Pensando, pensando, para encontrar las dos esdrújulas que le faltaban dejó correr su mirada por encima de las cabezas de sus compañeros. Al otro lado de la ventana se veía la plaza llena de sol. Un enorme abejorro golpeó un par de veces contra el cristal y luego se coló en la clase. Revoloteó sobre los pupitres asustando a algunos niños, divirtiendo a otros y distrayéndolos a todos.

—Es una abeja —dijo Teresa. 

—Es más grande que una abeja —afirmó Juan. 

—Será un «abejo» —bromeó Matilde. 

La señorita Laura se levantó de su mesa y fue a abrir la ventana de par en par para facilitar la salida al insecto. 

Mirando al abejorro y escuchando los comentarios de sus compañeros, Isa encontró una nueva palabra esdrújula para su lista:

húngara, quíntuple, vértebra, zángano...

—Una más y termino —calculó. Y siguió rebuscando en su memoria. La verdad es que no hubiera necesitado pensar tanto. La señorita Laura había dicho que el que quisiera podía utilizar el diccionario; pero Isa había preferido no hacerlo. Le parecía mucho más divertido encontrar las palabras en su cabeza que buscarlas en el libro. Lo primero era como jugar un juego «yo contra mí», lo segundo era simplemente un trabajo de clase. 

—Seguiré pensando, tengo tiempo... Pero no le quedaba tanto tiempo como creía. 

La señorita Laura dio unos golpecitos con la regla sobre su mesa para llamar la atención de los alumnos: 

—Atendedme, que os quiero explicar una cosa. 

Tuvo que repetir los golpecitos en la mesa y esperar unos momentos hasta que consiguió que los más distraídos la mirasen con ojos de estarse enterando de lo que les decía: 

—Quiero que para mañana preparéis un trabajo. No que lo hagáis, ¿eh? Solamente que lo preparéis. Me gustaría que cada uno de vosotros pensase en su abuela, o en sus abuelas los que tengáis dos. Mañana, en cuanto entréis en clase, escribiréis un ejercicio de redacción en que explicaréis cómo es vuestra abuela, qué cosas le gustan y le disgustan, cómo se viste, en qué se ocupa, qué cosas hace ella por vosotros y qué cosas hacéis vosotros para que ella esté contenta... ¿entendido? 

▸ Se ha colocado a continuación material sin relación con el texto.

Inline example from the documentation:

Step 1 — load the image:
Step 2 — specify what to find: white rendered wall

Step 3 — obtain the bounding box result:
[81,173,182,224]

—Sí, señorita —contestaron casi todos los niños. 

¡Dong! 

¡Las cuatro y media! ¡Hora de salir de la escuela! 

Todos los niños empezaron a charlar y a moverse al mismo tiempo. 

¡Por hoy se había terminado el tiempo de clase! 

Se armó un barullo terrible: 

—¡Hora de merendar! 

—¡Hora de ir a ordenar mi colección de sellos! 

—¡Hora de ir a patinar! 

—¡Hora de ir a saltar a la comba! 

—¡Hora de ir a leer mi libro nuevo! 

—¡Hora de ir a jugar a las canicas! 

Porque parece mentira que las cuatro y media, que es la misma hora para todo el mundo, sea, al mismo tiempo, una hora en la que casi todos quieren hacer cosas diferentes.